It's well known that WebRTC doesn't play well with page refreshes. For example, if you refresh your browser when watching a YouTube video, it's impossible to keep viewing or hearing that video during the period where your browser is re-rendering the page and all of its components. That WebRTC socket connection is torn down, and needs to be setup all over again. YouTube optimizes the experience for you, by remembering your position in the video's timeline, and returns you there following the page fully reloading.
The same applies if you refresh your browser while on an active WebRTC call in Flex. The socket connection is unavoidably torn down (because it only exists within the page that you have essentially just navigated away from). And that socket connection to Twilio's Voice infrastructure is equivalent to your cellphone's GPRS connection to a cell tower - in that it represents the actual phone call for the agent. If you sever that connection, the call is over. And when this happens, Flex will natively transition the associated call task to "wrapping", and the associated voice conference will also end (if only two participants). Not ideal from the point of view of the customer, or the agent.
But what if we could do what YouTube does - and bring the agent right back to where they were prior to the refresh? i.e. seamlessly reconnect the agent with the customer and any other parties that were in the conference - without the need for manual callbacks or lengthy interruptions to the customer-to-agent interaction.

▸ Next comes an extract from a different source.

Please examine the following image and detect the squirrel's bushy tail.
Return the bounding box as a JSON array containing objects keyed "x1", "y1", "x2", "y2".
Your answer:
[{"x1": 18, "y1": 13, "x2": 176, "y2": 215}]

That's what this repository aims to offer. There's no escaping the fact that the agent's call leg will drop on a page refresh, but the customized Flex orchestration logic provided here will ensure the customer experiences minimal-to-no interruption while the agent's system recovers from the refresh (or whatever system issue required them to leave the conference non-gracefully).
The use case here is really to offer robust, exceptional quality of service to highly engagement-sensitive customers - such as emergency/SOS calls.
- Flex Plugin
- Associates our Conference Status Callback Handler with any new voice tasks that arrive - which is the foundation for being able to react to non-graceful call termination
- Registers the conference - for any newly accepted task - to our shared state model, for use by that Conference Status Callback Handler
- Upon graceful call termination by the agent (i.e. clicking Hangup button), the shared state model is updated to reflect this (and the conference is explicitly ended if there are only two participants)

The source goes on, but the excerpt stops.